O último ano da faculdade estava acabando, meus blogs estavam fazendo um relativo sucesso, isso numa época que a internet ainda não era tomada por youtubers e “influencers”. Certo dia, recebo um e-mail de uma associação renomada de Psicologia que ficava sediada em São Paulo, um diretor de nome Castilho, disse-me que tinha lido alguns artigos meus e gostaria de ver se eu tinha mais para mostra-lo. Enviei algumas coisas acadêmicas que produzi e ele demorou uns dias para responder. Na verdade, foi buscar informações com professores meus, que me contaram depois. Após um tempo, Castilho me ligou e disse:
-Se você morasse mais próximo, te chamaria para uma reunião, mas como está longe, vou te fazer uma proposta por aqui mesmo. Gostaríamos que você viesse fazer uma espécie de teste, um período de experiência na nossa associação, o salário não é nada astronômico, mas para quem está começando, creio que é justo. Além disso, vendo seus textos mais voltados para o público leigo, mostrei-os a editora de uma revista de variedades e pode ser que ela queira que você escreva uma coluna semanal, o que já seria um dinheiro a mais. Você tem interesse em vir morar em São Paulo?
Claro que eu tinha, conversei mais com ele e acertei de assim que me formasse, iria procura-lo.
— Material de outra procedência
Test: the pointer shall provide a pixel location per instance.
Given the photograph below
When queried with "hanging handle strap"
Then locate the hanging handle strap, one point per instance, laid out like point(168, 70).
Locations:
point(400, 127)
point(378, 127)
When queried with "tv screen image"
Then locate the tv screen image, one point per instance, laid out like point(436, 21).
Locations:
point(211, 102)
Conclui o curso e na minha formatura, como já esperado, meu pai inventou uma dor de cabeça e disse que não iria, claro que todos disfarçaram fingindo acreditar para não estragar meu dia, mas fiz questão de dizer na cara dele, que era melhor que não fosse mesmo, pois entre ter um pai tóxico presente e não ter, optaria sempre pela segunda hipótese. O idiota se espantou vendo que eu estava cagando e andando não só para as muitas palavras negativas que disse para mim ao longo da vida, como para a sua própria presença. Não pensem que antes ou depois dessa conversa houve um simples parabéns, um aperto de mãos, muito menos um abraço.
Alexandre foi, mas mesmo disfarçando, notei que estava sem graça. Marianne, que há tempos vinha de cara amarrada comigo, me deu um forte abraço. Depois, fui curtir com os amigos, numa noite de muita bagunça e sexo.
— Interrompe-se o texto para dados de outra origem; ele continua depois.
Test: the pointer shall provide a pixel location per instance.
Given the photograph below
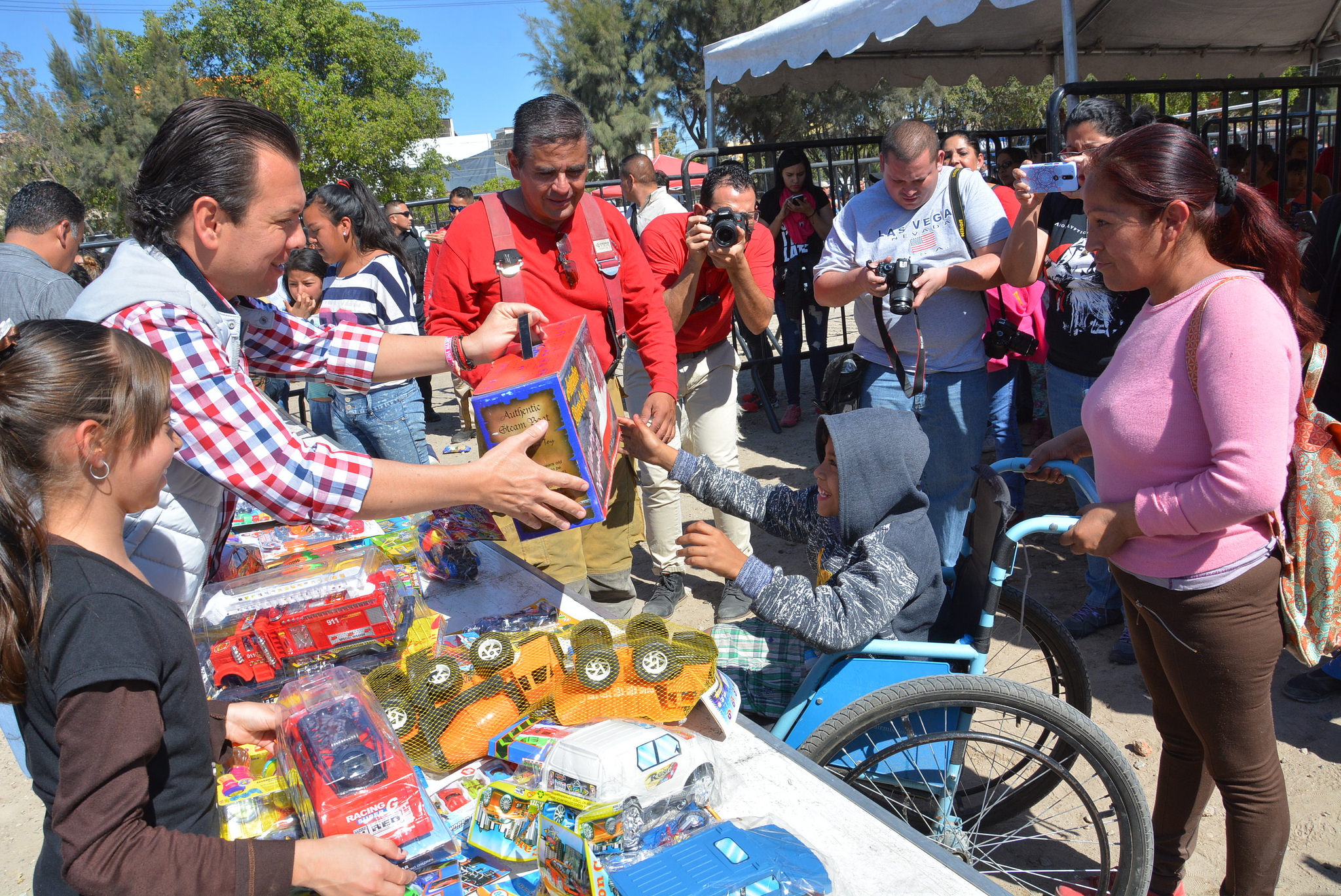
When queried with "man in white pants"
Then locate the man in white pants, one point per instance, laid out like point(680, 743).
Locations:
point(706, 279)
Tentei uma última conversa com Marianne para pedir-lhe desculpas, mas havia muita mágoa da parte dela. Aquilo me dava uma tristeza grande, era o único senão daquele momento de alegria que estava começando a viver. Não nego que se ela não fosse casada com meu irmão, talvez eu desse uma chance para nós, pois sexo melhor do que o que fiz com ela, dificilmente teria, mas, para azar nosso, logo no começo de nossa história, ela foi se envolver com Alexandre.
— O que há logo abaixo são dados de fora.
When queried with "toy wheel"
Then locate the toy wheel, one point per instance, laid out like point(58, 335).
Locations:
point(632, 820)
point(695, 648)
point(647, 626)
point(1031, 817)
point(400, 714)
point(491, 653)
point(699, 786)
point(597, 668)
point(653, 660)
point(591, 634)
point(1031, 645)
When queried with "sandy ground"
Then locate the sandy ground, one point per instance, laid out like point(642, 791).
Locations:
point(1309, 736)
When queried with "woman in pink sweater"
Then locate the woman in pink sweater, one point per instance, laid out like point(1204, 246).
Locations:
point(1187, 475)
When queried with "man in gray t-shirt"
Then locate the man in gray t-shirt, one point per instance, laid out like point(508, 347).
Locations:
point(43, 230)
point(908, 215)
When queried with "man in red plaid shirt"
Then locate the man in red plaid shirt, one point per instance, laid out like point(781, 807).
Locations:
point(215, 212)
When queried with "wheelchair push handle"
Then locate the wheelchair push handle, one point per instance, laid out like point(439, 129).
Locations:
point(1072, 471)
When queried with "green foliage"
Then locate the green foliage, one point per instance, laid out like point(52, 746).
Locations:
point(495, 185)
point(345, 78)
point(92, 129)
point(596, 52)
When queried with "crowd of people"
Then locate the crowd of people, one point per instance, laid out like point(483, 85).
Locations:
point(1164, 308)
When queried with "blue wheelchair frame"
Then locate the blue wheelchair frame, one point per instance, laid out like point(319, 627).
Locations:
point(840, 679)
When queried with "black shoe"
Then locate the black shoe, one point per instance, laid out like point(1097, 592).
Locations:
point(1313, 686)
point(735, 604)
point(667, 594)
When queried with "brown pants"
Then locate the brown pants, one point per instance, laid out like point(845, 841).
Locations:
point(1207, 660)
Fui para São Paulo, encarar a cidade grande não foi fácil. Nesse primeiro ano, eu não ganhava muito, mas dava para ter um “apertamento” alugado, pagar as contas e ainda poder curtir a noite paulistana.
Comecei a fazer o mestrado duas vezes por semana, o que exigiu de mim um grande esforço. Ia para minha cidade em alguns feriados e sempre via Marianne, mas não tínhamos mais nada, pois apesar dela estar ainda mais gostosa, não queria recomeçar aquela loucura, mas tínhamos nossos olhares de desejo. Soube que durante esse meu primeiro ano fora, Alexandre e ela terminaram e reataram uma meia-dúzia de vezes.
Saber que bastava eu querer para poder transar com aquela morena maravilhosa que num simples andar já me deixava excitado, era uma tortura, mas procurei resistir.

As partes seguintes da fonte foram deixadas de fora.